Ci rendiamo perfettamente conto della gravità del momento e delle difficoltà future – prosegue Bellissima – ma proprio per questo siamo convinti che serva un piano straordinario di interventi per dare risposte ai problemi ormai insostenibili di milioni di anziani: dalla perdita del potere d’acquisto delle pensioni, con redditi ormai insufficienti a far fronte ai bisogni essenziali, alla carenza dei servizi socio sanitari, soprattutto quelli rivolti agli oltre due milioni di persone non autosufficienti e alle loro famiglie.
È proprio la gravità della situazione a rendere ancora più necessari interventi mirati nei confronti delle fasce più deboli della popolazione e degli anziani. Continuiamo, infatti, a ritenere che senza misure strutturali e non episodiche per il sostegno delle famiglie dei lavoratori e pensionati con redditi medi e medio bassi, che in questi anni si sono fortemente impoverite, non sarà possibile alcun rilancio della nostra economia.

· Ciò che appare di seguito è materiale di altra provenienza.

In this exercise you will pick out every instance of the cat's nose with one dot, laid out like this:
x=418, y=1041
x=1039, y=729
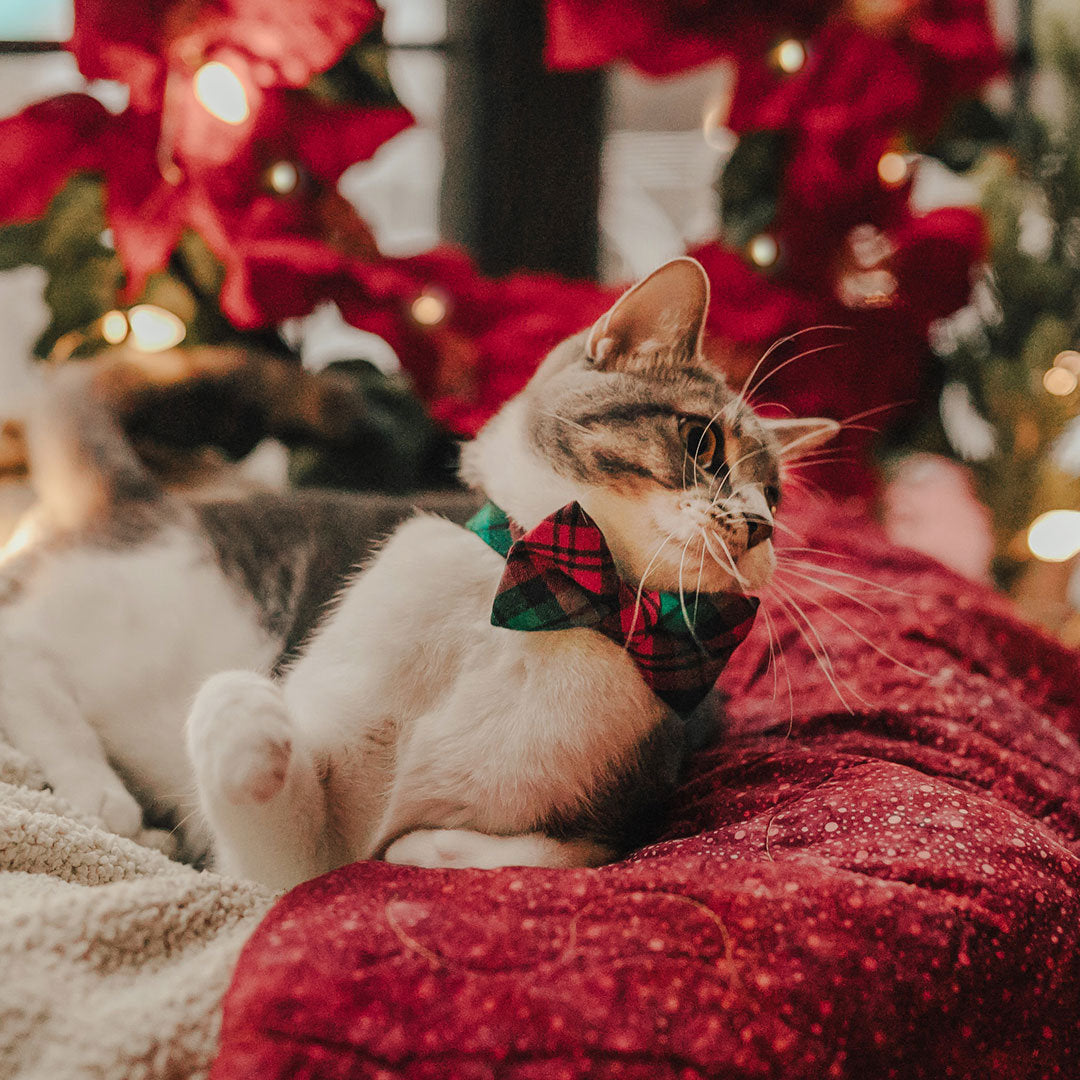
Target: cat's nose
x=757, y=531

Per quanto riguarda il merito delle misure relative ad anziani e pensionati – conclude Bellissima – sono, ripeto, un primo passo. Daremo un giudizio definitivo quando conosceremo le cifre, ma crediamo sia comunque necessario trovare il modo di privilegiare chi ha pagato i contributi previdenziali, di individuare la platea dei beneficiari in modo che non si avvantaggino gli evasori fiscali (dal momento che si tratta di benefici legati al reddito) e di avere una attenzione particolare alle persone più anziane sole, in maggioranza donne, che vivono una condizione di grande difficoltà”.